Vanished London: the Pantheon

And no, the Pantheon wasn’t just in Rome, London had one! Not exactly the same, but an interesting and curious story nonetheless. Opened in January 1772 on Oxford Street, the Pantheon was a place built for Londoners to meet that could rival the Leisure Gardens in Vauxhall. His garden had a pond with small fish, flowers and fruit trees.

The main hall was a vast rotunda modeled after the Hagia Sophia in Constantinople and the Pantheon in Rome. As was fashionable in those years, the point of reference was however the ancient world. Considered at the time by many to be the most elegant recent structure in Europe, by recent we mean in 1772.
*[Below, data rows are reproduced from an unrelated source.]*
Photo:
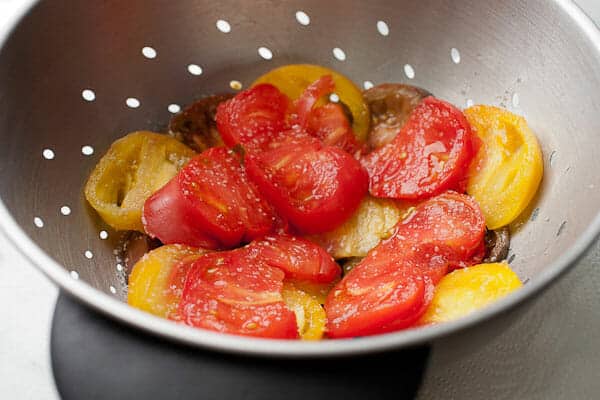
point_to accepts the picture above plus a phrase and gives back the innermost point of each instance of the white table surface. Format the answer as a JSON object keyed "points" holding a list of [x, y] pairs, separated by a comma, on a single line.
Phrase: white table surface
{"points": [[551, 352]]}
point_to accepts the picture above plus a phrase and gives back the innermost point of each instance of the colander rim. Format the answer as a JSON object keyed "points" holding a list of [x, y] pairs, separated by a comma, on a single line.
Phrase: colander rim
{"points": [[112, 307]]}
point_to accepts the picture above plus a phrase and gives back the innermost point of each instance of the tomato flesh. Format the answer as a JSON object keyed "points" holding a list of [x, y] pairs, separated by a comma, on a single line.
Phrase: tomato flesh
{"points": [[316, 188], [226, 293], [392, 286], [253, 117], [431, 154], [209, 204], [299, 258], [370, 299], [328, 123]]}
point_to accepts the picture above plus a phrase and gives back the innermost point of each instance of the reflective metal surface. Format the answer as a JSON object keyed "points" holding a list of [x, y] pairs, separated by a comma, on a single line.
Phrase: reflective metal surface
{"points": [[539, 58]]}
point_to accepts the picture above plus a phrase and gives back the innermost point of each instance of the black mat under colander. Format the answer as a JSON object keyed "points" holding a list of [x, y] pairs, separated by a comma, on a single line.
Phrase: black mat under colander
{"points": [[97, 358]]}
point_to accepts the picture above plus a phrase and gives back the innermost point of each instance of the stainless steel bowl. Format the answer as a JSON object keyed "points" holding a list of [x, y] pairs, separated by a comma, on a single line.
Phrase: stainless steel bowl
{"points": [[69, 68]]}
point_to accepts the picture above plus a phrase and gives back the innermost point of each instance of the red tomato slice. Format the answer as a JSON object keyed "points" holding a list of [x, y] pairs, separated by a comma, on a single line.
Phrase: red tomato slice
{"points": [[450, 220], [372, 297], [431, 154], [330, 125], [443, 232], [315, 188], [209, 204], [299, 258], [253, 117], [226, 293]]}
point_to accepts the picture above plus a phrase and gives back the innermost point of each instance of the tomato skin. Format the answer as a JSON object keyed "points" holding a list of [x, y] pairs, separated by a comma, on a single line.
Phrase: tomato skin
{"points": [[209, 204], [315, 188], [429, 155], [253, 117], [392, 286], [226, 293], [299, 258]]}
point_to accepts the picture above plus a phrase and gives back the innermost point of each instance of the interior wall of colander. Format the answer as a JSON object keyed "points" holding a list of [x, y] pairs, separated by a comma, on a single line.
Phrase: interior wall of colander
{"points": [[529, 57]]}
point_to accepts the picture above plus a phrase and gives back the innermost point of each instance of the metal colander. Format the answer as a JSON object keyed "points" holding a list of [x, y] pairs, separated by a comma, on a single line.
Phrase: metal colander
{"points": [[74, 76]]}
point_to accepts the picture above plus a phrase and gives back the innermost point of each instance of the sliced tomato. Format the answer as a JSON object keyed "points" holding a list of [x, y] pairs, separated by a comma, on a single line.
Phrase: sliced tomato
{"points": [[372, 297], [299, 258], [451, 223], [253, 117], [431, 154], [316, 188], [209, 204], [226, 293], [392, 286], [330, 125], [304, 105]]}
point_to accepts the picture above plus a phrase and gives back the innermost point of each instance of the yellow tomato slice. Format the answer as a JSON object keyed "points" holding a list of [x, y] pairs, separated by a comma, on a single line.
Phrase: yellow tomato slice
{"points": [[293, 79], [310, 315], [134, 167], [318, 291], [464, 291], [373, 221], [156, 281], [508, 168]]}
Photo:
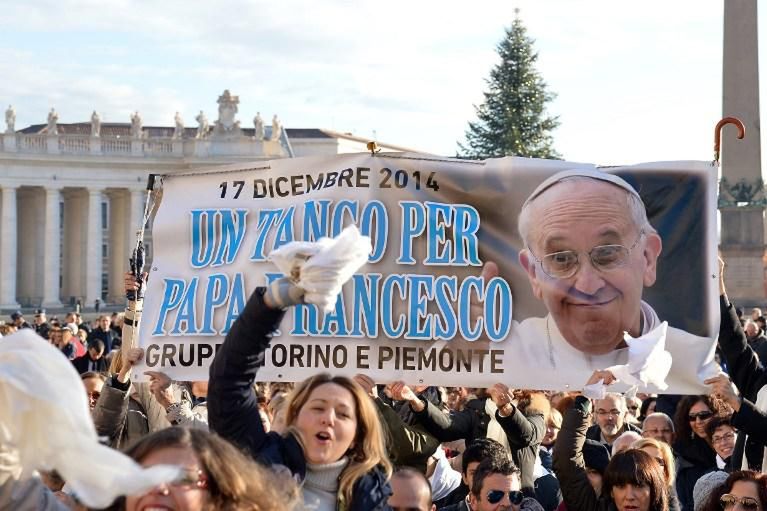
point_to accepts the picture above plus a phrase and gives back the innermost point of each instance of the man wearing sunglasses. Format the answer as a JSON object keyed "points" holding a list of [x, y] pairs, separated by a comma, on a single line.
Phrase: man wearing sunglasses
{"points": [[497, 487], [589, 253]]}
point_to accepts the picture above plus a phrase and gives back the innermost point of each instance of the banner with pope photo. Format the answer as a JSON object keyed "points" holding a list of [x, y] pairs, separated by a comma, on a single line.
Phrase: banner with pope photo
{"points": [[452, 294]]}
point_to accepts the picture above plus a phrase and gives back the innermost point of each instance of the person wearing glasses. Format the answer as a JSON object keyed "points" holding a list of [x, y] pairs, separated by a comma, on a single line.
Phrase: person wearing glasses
{"points": [[497, 487], [589, 253], [749, 375], [722, 436], [610, 420], [695, 455], [744, 490], [633, 479]]}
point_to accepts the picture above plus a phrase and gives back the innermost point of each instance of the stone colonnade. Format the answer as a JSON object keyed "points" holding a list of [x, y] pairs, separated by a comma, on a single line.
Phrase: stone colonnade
{"points": [[66, 243]]}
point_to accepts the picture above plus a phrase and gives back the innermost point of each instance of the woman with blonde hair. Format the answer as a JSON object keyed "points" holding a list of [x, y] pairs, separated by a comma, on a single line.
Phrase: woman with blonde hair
{"points": [[665, 458], [216, 476], [334, 441]]}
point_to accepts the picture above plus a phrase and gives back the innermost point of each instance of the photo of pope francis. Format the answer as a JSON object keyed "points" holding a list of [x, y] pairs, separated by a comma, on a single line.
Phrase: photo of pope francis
{"points": [[589, 252]]}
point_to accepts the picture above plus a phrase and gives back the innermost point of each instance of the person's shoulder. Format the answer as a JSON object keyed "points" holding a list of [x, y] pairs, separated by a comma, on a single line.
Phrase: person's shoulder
{"points": [[677, 335]]}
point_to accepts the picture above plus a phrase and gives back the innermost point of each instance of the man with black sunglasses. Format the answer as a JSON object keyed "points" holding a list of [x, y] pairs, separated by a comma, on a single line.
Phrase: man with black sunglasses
{"points": [[497, 487]]}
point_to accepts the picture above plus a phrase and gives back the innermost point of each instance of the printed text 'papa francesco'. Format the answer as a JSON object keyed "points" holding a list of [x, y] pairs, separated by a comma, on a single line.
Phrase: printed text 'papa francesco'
{"points": [[218, 235]]}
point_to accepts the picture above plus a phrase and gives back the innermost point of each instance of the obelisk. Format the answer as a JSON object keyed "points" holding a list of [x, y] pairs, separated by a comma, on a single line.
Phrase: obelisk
{"points": [[741, 190]]}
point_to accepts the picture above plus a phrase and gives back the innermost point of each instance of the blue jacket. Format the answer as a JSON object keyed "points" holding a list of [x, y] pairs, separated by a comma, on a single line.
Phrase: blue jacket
{"points": [[233, 409]]}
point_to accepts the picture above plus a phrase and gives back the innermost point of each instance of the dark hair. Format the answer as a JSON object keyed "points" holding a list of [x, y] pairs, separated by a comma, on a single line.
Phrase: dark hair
{"points": [[637, 468], [481, 449], [681, 420], [716, 423], [234, 481], [489, 467], [645, 406], [96, 344], [410, 473], [92, 374], [712, 503]]}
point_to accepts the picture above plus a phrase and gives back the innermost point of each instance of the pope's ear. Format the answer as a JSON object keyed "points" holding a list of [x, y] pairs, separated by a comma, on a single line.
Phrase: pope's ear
{"points": [[652, 249], [528, 263]]}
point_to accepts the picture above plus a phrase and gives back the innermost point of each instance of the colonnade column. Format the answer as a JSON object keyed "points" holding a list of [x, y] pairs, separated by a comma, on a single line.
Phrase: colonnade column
{"points": [[52, 248], [93, 256], [8, 247]]}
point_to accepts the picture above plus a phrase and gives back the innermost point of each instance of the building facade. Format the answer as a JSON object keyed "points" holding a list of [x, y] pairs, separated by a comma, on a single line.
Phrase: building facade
{"points": [[72, 195]]}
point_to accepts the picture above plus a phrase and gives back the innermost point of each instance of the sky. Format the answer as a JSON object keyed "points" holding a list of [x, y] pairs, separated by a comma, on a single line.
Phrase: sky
{"points": [[635, 81]]}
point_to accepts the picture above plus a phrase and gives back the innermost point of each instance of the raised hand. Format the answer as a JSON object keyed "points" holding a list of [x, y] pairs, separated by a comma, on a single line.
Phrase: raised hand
{"points": [[367, 384], [159, 386], [722, 388]]}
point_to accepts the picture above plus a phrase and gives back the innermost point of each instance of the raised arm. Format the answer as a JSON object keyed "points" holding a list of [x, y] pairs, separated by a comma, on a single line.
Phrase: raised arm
{"points": [[232, 405]]}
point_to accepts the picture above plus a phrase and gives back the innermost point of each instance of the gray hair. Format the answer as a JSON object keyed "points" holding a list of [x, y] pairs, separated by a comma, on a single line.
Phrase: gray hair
{"points": [[659, 415], [634, 204]]}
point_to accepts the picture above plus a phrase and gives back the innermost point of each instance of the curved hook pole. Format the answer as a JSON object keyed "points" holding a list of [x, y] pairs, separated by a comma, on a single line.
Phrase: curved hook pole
{"points": [[718, 133], [373, 148]]}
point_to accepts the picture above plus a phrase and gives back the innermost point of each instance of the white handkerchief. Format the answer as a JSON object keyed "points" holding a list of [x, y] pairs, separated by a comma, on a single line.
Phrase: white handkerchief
{"points": [[649, 363], [44, 414], [321, 268]]}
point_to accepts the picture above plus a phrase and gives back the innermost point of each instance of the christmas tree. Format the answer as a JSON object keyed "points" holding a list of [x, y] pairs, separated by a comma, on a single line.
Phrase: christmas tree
{"points": [[513, 120]]}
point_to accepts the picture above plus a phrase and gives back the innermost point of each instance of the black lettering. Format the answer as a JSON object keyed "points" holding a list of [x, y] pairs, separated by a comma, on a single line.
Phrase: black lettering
{"points": [[296, 182], [462, 358], [338, 363], [408, 358], [321, 355], [427, 359], [278, 181], [283, 354], [362, 177], [384, 355], [168, 352], [496, 361], [311, 184], [259, 188], [330, 180], [446, 365], [151, 356], [181, 350], [346, 175], [362, 357], [296, 352], [204, 351]]}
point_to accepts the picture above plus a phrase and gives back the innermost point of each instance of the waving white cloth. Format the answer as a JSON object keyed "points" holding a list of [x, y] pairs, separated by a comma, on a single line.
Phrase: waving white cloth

It was very successful especially among women who at that time could not venture far alone, but being a local they could walk in its gardens undisturbed. But its success did not last long and after a few years it became a theater. Even as a theater it did not have luck on its side, in fact it was almost immediately destroyed by a fire in 1792. It later became a state office, and then a covered market. 

For a short time it was the home of the UK’s National Institute for Improvement of Artifacts which despite its pompous name did not have much success. For thirty years in the mid 19th century, it was a bazaar. In 1937 the building was bought by¬† Marks and Spencer who had it demolished and built their main shop which you can still see today.